Вот так, или приблизительно так, думал Евгений Михайлович, перемещаясь от одной торговой палатки к другой. Таким образом, у него получалось, что система нашей торговли мало ушла от советской, в отношениях между продавцом и покупателем.
- Строй сменился, а отношения не изменились. Как это? – думал Евгений Михайлович.
Вспоминая рассказы Гиляровского, он, было, пытался сравнивать «теперь» и «тогда». Перед его глазами поплыли, как будто из того далекого времени названия: «КОЛЪБАСЫ ДОМА  КЛЪЮЕВА», «ВЪОДКА КЪУПЦА СМИРНЪОВА»… Возможно, что в начале двадцатого века правописание было не совсем таким, но почему-то именно такие строчки пробегали перед глазами Евгения Михайловича.

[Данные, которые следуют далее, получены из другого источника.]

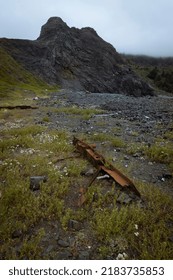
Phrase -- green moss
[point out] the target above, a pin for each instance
(16, 83)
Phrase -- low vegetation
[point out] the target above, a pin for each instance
(17, 85)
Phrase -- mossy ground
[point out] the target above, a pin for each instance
(28, 150)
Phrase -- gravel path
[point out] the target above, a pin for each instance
(135, 120)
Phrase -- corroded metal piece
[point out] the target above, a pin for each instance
(103, 166)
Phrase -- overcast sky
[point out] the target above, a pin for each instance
(131, 26)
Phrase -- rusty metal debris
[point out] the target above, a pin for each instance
(102, 166)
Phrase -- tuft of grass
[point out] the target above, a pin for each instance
(146, 230)
(102, 137)
(17, 85)
(86, 113)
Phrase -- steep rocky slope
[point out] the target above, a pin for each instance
(157, 70)
(76, 58)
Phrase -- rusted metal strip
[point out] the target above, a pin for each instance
(99, 161)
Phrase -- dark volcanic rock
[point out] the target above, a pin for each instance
(76, 58)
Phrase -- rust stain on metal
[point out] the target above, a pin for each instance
(100, 163)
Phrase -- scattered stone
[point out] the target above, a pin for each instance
(17, 233)
(88, 172)
(167, 176)
(106, 176)
(170, 238)
(84, 255)
(35, 182)
(64, 255)
(122, 256)
(124, 198)
(63, 243)
(73, 224)
(126, 157)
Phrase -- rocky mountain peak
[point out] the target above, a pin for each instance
(52, 27)
(78, 59)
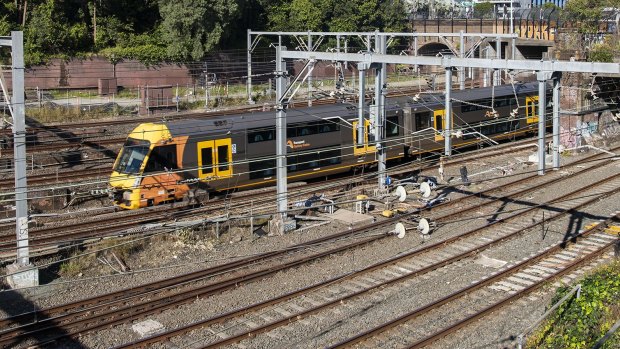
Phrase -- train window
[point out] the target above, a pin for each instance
(391, 126)
(132, 155)
(502, 102)
(439, 123)
(222, 158)
(307, 161)
(329, 126)
(162, 158)
(422, 121)
(262, 135)
(330, 157)
(207, 160)
(262, 169)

- А что теперь? – думал он.
- Кто мне может сказать, у кого я покупаю? – И сам себе ответил: «Никто».
- А почему у нас ни один настоящий собственник не желает быть обозначенным? Стыдно? Страшно?.. Тогда чего?
Он машинально повернулся назад и посмотрел через площадь на здание районной администрации.
- Вполне возможно, - продолжал думать Евгений Михайлович, - хозяин вот этой торговой палатки с моющими средствами сидит в том здании и через окно и бинокль на свою собственность поглядывает. Может быть, даже возглавляет районную фракцию КПРФ.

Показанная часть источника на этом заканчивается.